The Bhlhe41^–/– mice⁵¹, Bhlhe40^–/– mice²⁸, Csf2rb^–/– Csf2rb2^–/– mice⁴⁶, Cd19^–/– mice⁴³, V_H12 transgenic line 6-1 (ref. ³⁷) and the Vκ4 transgenic line 1-2 (ref. ³⁷) were described previously. All animal experiments were carried out according to valid project licenses, which were approved and regularly controlled by the Austrian Veterinary Authorities.

Generation of the transgenic Bhlhe41-iCre-IRES-hCd2 mouse

The Bhlhe41-Cre-hCD2 reporter mouse was generated as described previously⁵². In brief, the iCre-IRES-hCD2 gene expression cassette was inserted into the mouse Bhlhe41 BAC (RP23-343I17) by recombineering in Escherichia coli. Transgenic mice were generated by injection of supercoiled BAC DNA into pronuclei of C57BL/6xCBA F1 zygotes.
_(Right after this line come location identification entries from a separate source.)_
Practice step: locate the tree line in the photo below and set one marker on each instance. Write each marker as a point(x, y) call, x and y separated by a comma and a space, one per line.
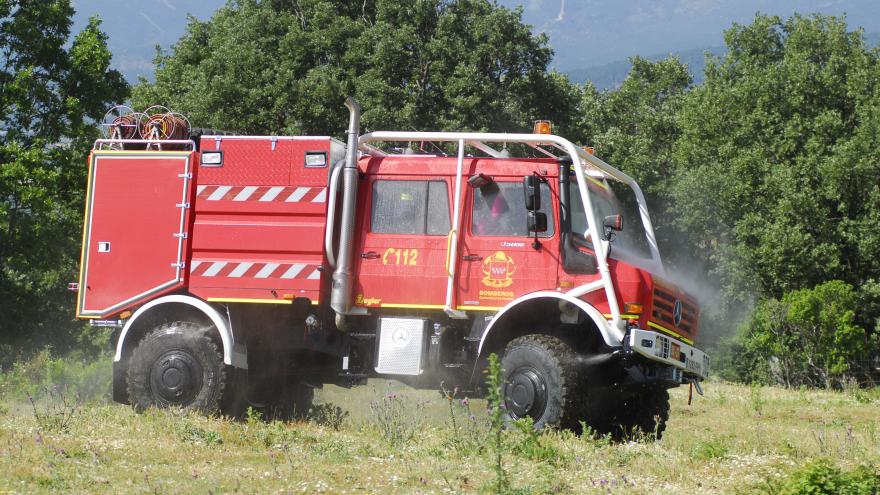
point(763, 178)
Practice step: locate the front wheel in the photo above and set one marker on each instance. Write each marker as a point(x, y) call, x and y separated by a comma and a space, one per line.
point(540, 380)
point(177, 365)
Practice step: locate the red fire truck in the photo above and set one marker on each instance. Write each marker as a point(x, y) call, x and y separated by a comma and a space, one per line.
point(244, 271)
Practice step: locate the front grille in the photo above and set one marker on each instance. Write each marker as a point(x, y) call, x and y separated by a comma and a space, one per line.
point(664, 303)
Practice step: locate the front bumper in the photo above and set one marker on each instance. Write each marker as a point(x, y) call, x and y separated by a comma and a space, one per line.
point(664, 349)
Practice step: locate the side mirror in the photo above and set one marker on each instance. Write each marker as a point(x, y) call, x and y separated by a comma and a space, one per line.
point(532, 189)
point(537, 221)
point(613, 222)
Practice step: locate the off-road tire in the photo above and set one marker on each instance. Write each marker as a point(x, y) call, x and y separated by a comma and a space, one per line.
point(540, 380)
point(177, 365)
point(643, 416)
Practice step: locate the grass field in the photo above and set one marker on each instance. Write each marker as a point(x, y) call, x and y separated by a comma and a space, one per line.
point(736, 439)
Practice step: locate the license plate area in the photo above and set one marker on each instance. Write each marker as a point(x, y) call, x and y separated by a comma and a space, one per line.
point(675, 352)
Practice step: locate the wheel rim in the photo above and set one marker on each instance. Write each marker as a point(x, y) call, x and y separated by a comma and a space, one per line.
point(176, 378)
point(525, 393)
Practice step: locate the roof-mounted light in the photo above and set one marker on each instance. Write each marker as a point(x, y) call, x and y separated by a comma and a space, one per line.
point(543, 127)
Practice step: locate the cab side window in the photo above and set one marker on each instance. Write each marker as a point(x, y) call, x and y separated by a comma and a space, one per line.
point(410, 207)
point(499, 210)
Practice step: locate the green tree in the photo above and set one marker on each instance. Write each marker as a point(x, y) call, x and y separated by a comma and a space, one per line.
point(809, 337)
point(778, 160)
point(634, 127)
point(52, 90)
point(286, 67)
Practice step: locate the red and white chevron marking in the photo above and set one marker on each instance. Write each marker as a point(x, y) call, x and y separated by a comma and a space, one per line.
point(253, 269)
point(264, 194)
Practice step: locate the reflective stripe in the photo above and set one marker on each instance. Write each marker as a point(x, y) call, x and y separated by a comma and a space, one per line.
point(293, 270)
point(241, 269)
point(266, 270)
point(245, 193)
point(297, 195)
point(272, 193)
point(321, 197)
point(214, 269)
point(219, 193)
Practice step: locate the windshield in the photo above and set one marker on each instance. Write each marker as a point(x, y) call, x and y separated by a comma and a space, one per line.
point(631, 242)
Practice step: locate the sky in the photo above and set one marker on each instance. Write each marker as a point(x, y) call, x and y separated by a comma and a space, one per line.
point(583, 33)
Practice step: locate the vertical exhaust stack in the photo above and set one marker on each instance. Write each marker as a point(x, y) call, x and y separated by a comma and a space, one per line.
point(341, 293)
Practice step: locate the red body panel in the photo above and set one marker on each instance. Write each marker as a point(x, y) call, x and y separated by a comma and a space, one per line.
point(259, 221)
point(133, 212)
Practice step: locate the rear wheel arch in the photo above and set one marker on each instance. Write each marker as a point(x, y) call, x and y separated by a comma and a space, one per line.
point(180, 308)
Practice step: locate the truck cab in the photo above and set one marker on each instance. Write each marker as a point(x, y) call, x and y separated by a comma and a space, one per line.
point(302, 261)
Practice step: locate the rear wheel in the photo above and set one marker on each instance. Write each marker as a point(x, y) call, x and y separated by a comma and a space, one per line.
point(177, 365)
point(540, 381)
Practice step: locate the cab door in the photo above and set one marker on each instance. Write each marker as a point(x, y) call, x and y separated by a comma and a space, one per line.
point(401, 257)
point(499, 260)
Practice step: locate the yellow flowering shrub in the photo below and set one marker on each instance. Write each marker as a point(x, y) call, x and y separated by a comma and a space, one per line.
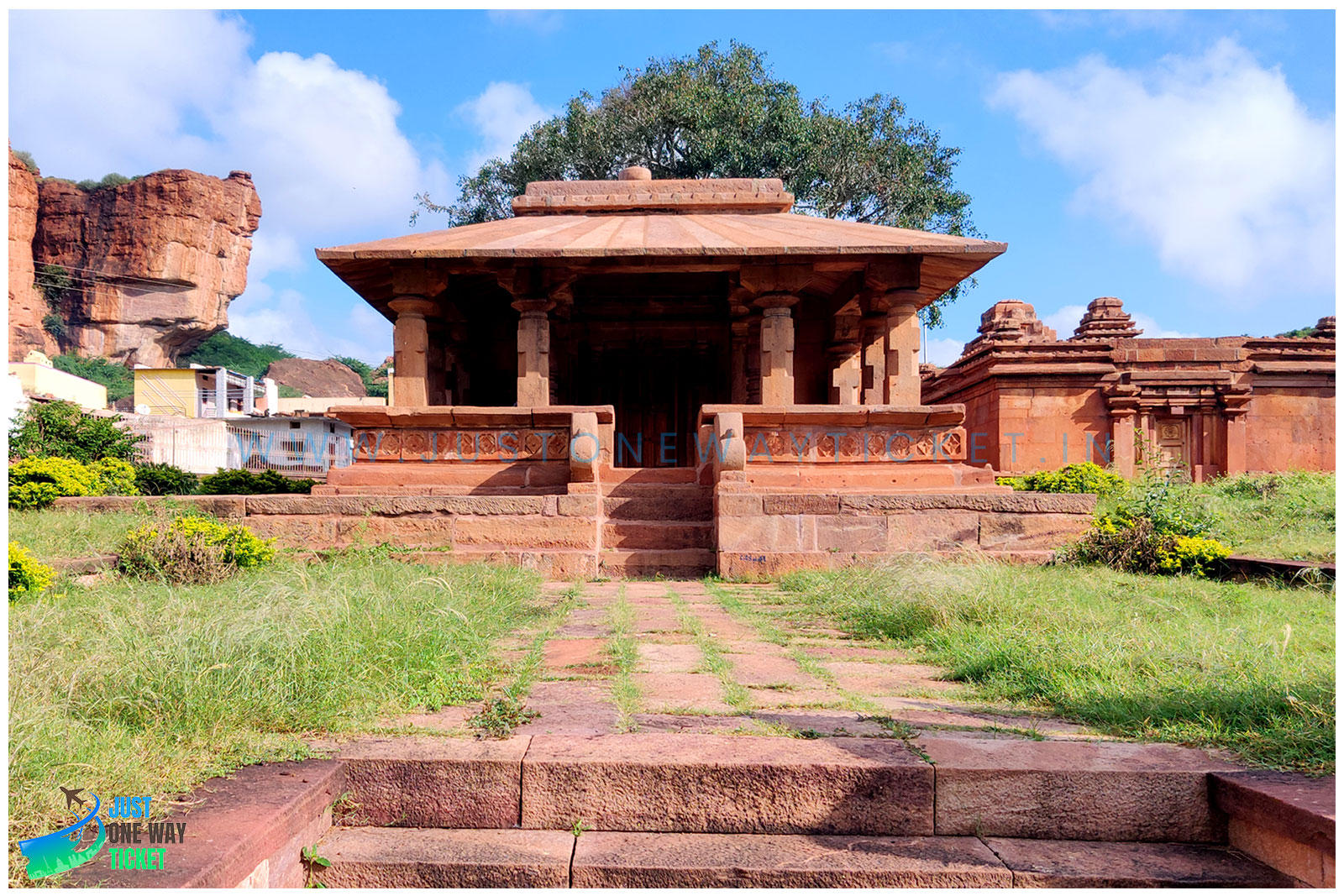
point(26, 574)
point(37, 481)
point(1191, 553)
point(192, 550)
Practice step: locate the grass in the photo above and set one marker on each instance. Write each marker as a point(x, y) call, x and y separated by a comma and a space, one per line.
point(716, 664)
point(67, 535)
point(625, 654)
point(1247, 668)
point(1287, 516)
point(144, 688)
point(501, 714)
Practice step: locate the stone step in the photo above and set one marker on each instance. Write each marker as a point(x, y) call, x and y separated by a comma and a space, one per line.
point(433, 857)
point(948, 785)
point(770, 860)
point(687, 563)
point(620, 477)
point(660, 503)
point(722, 783)
point(429, 857)
point(664, 535)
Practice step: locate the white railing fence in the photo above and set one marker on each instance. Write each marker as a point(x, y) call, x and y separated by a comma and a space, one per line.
point(300, 453)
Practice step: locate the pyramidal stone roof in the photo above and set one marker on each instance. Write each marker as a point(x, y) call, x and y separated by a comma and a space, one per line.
point(667, 224)
point(613, 217)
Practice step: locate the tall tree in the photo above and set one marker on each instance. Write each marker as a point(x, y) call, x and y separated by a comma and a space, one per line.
point(725, 114)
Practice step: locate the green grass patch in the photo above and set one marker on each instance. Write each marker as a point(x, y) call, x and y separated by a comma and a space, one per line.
point(67, 535)
point(147, 688)
point(1249, 668)
point(625, 654)
point(716, 663)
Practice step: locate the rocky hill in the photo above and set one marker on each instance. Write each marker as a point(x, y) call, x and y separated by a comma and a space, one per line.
point(323, 379)
point(27, 305)
point(152, 264)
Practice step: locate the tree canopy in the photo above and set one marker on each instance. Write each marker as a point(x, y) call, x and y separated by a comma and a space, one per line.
point(725, 114)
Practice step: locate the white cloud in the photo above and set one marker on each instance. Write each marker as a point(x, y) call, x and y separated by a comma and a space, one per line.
point(1115, 22)
point(1211, 159)
point(539, 20)
point(942, 351)
point(501, 116)
point(264, 315)
point(136, 92)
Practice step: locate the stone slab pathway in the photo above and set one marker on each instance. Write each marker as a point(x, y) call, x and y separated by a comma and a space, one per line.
point(716, 658)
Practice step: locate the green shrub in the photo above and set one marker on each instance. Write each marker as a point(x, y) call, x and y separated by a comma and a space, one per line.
point(37, 481)
point(114, 476)
point(1074, 479)
point(248, 483)
point(165, 479)
point(108, 181)
point(118, 378)
point(53, 281)
point(26, 574)
point(192, 550)
point(234, 352)
point(1158, 528)
point(60, 429)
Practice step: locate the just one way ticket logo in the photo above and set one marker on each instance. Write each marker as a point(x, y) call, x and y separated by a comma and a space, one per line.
point(139, 844)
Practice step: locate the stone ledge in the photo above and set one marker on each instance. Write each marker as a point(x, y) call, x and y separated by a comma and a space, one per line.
point(470, 417)
point(722, 783)
point(783, 860)
point(1011, 503)
point(246, 821)
point(434, 782)
point(1074, 790)
point(1294, 806)
point(396, 506)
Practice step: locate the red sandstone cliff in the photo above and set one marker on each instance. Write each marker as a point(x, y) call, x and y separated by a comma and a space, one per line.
point(27, 305)
point(155, 262)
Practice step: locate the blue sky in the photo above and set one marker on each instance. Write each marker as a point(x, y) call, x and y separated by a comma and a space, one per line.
point(1183, 161)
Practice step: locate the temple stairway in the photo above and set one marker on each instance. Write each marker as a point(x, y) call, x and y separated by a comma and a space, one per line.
point(656, 521)
point(699, 810)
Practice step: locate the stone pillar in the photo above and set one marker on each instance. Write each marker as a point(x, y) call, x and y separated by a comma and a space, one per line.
point(1122, 443)
point(874, 360)
point(777, 348)
point(904, 352)
point(534, 352)
point(585, 448)
point(1236, 443)
point(738, 338)
point(847, 374)
point(410, 349)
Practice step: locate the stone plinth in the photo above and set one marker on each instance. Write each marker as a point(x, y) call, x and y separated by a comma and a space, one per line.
point(460, 449)
point(820, 486)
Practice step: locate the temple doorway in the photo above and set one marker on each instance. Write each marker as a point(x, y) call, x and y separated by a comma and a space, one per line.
point(656, 348)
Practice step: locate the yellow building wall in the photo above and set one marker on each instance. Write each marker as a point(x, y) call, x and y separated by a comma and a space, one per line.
point(40, 379)
point(167, 391)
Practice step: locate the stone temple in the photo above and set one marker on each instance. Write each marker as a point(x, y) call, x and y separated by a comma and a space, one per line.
point(675, 376)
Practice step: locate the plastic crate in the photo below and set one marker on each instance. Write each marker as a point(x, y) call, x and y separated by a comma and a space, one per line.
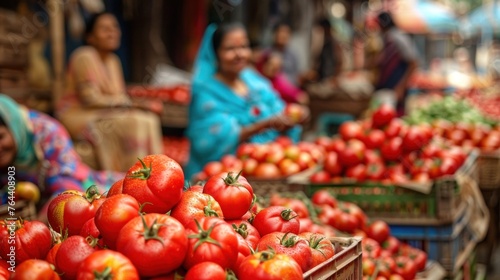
point(23, 208)
point(346, 264)
point(450, 245)
point(402, 205)
point(174, 115)
point(489, 167)
point(264, 188)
Generation of the Bhlhe41^Tag allele

The Bhlhe41^Tag allele (Supplementary Fig. 5a) was generated by homologous recombination in mouse ES cells. The corresponding targeting vector was obtained by insertion of the following sequences in the 5′ to 3′ direction into the Bhlhe41 bacterial artificial chromosome (BAC) RP23-343I17 by recombination-mediated genetic engineering in E. coli; a 217-bp fragment containing the C-terminal tag sequences (fused in frame to the last Bhlhe41 codon) and a 1.9-kb fragment containing the promoter of the mouse phosphoglycerate kinase (Pgk1) promoter linked to the neomycin-resistance gene (flanked by loxP sites). The tag sequences contained epitopes for Flag and V5 antibodies, two cleavage sites for the TEV protease and a biotin acceptor sequence (Biotin) for biotinylation by the E. coli biotin ligase BirA. In a second step, the targeting vector was generated by excision and insertion of the integrated sequences together with the flanking 5′ (4.7 kb) and 3′ (1.9 kb) homology regions by recombination-mediated genetic engineering from the modified BAC into the pBV-DTA-pA plasmid containing a gene encoding the herpes simplex virus thymidine kinase (for negative selection). DNA (15 μg) linearized with SgrA1 was transfected by electroporation into cells (1 × 10⁷) of the hybrid C57BL/6 x 129Sv ES cell line A9, followed by selection with 250 μg/ml G418. PCR-positive clones were verified by Southern blot analysis prior to injection into C57BL/6 blastocysts and the generation of Bhlhe41^Tag-neo/+ mice. The Bhlhe41^Tag allele was obtained by crossing Bhlhe41^Tag-neo/+ mice with Meox2^Cre/+ mice⁵³. The following primers were used for PCR genotyping of Bhlhe41^Tag/+ mice: 5′-CTCAGGAAGATGCCACGCAG-bp -3′ (a), 5′-ATTCCACATGGCTCTCCCAC-3′ (b). The Bhlhe41^Tag allele was identified as a 665-bp PCR fragment and the wild-type Bhlhe41 allele as a 384-bp PCR fragment by using the primer pair a/b.

Antibodies

Monoclonal antibodies specific for B220/CD45R (RA3-6B2), CD2 (LFA-2), CD4 (GK1.5), CD5 (53-7.3), CD8α (53-6.7), CD11b (M1/70), CD11c (N418 and HL3), CD19 (6D5 and 1D3), CD21 (7G6), CD23 (B3B4), CD25 (PC61), CD28 (37.51), CD45.1 (A20), CD45.2 (104), CD72 (K10.6), CD93 (AA4.1), CD117/c-Kit (2B8), CD123/IL-3Rα (5B11), CD125/IL-5Rα (T21), CD138 (281-2), Gr-1 (RB6-8C5), IgD (11.26), IgM (II/41), NK1.1 (PK136), Sca-1 (D7), TCRβ (H57-597), TCRγδ (GL3), Ter119 (Ter119), human CD2 (RPA-2.10), Ki67 (SolA15), BLNK phosphorylated at Tyr84 (J117-1278), Erk1/2 phosphorylated at Thr202/Tyr204 (20A), phosphorylated PLCγ2 (K86-1161), Syk phosphorylated at Tyr525/526 (C87C1) and Btk phosphorylated at Tyr551 (M4G3LN) were purchased from BD Biosciences, eBioscience, Cell Signaling Technology or Biolegend.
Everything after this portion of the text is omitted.